1Department of HIV and STI, Centre for Infectious Disease Surveillance and Control, Public Health England, 61 Colindale Avenue, Colindale, London NW9 5EQ, UK. email@example.com.
2Department of HIV and STI, Centre for Infectious Disease Surveillance and Control, Public Health England, 61 Colindale Avenue, Colindale, London NW9 5EQ, UK.
In 2013, new regulations for the prevention of sharps injuries were introduced in the UK. All health care employers are required to provide the safest possible working environment by preventing or controlling the risk of sharps injuries.
To analyse data on significant occupational sharps injuries among health care workers in England, Wales and Northern Ireland before the introduction of the 2013 regulations and to assess bloodborne virus seroconversions among health care workers sustaining a blood or body fluid exposure.
Analysis of 10 years of information on percutaneous and mucocutaneous exposures to blood or other body fluids from source patients infected with a bloodborne virus, collected in England, Wales and Northern Ireland through routine surveillance of health care workers reported for the period 2002-11.

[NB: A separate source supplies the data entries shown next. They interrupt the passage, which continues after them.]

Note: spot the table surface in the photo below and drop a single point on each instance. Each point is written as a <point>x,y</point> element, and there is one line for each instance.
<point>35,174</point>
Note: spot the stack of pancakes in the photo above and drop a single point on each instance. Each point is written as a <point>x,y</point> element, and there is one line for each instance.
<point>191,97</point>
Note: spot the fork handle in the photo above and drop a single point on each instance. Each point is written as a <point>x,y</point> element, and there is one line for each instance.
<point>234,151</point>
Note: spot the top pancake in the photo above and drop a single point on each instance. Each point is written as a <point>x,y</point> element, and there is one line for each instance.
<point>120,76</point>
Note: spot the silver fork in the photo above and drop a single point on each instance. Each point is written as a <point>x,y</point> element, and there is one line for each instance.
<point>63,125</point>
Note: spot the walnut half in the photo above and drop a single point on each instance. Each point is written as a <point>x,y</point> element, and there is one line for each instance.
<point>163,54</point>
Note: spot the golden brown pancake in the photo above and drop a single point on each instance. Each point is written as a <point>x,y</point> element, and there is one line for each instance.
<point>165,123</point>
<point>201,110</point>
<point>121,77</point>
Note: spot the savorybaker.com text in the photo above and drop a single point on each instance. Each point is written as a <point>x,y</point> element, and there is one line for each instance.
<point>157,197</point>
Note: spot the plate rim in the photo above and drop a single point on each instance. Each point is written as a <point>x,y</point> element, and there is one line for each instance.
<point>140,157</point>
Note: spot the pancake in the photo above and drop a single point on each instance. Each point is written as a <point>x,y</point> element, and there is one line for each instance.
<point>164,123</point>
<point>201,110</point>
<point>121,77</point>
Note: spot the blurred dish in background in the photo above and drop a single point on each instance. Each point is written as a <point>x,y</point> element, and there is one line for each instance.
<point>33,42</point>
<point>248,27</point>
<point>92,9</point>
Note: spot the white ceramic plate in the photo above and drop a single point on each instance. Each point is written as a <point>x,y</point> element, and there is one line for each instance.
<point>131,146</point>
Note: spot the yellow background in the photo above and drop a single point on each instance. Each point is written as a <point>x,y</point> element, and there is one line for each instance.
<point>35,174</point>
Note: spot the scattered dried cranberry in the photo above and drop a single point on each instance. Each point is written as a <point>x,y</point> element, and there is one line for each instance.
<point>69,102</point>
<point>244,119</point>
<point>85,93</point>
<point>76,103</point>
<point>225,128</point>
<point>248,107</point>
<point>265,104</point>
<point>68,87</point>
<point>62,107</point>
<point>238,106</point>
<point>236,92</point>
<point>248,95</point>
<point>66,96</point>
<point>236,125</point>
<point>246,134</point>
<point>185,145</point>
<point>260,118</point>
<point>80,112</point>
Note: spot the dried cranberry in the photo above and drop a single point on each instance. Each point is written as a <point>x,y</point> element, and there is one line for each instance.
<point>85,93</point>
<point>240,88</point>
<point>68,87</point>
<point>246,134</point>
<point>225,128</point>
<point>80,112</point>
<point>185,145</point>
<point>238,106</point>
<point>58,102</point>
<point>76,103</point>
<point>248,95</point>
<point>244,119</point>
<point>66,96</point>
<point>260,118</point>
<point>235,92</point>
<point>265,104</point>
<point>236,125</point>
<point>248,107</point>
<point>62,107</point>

A total of 2947 sharps injuries involving a source patient infected with a bloodborne virus were reported by health care workers. Significant sharps injuries were 67% higher in 2011 compared with 2002. Sharps injuries involving an HIV-, hepatitis B virus- or hepatitis C virus (HCV)-infected source patient increased by 107, 69 and 60%, respectively, between 2002 and 2011. During the study period, 14 health care workers acquired HCV following a sharps injury.
Our data show that during a 10-year period prior to the introduction of new regulations in 2013, health care workers were at risk of occupationally acquired bloodborne virus infection. To prevent sharps injuries, health care service employers should adopt safety-engineered devices, institute safe systems of work and promote adherence to standard infection control procedures.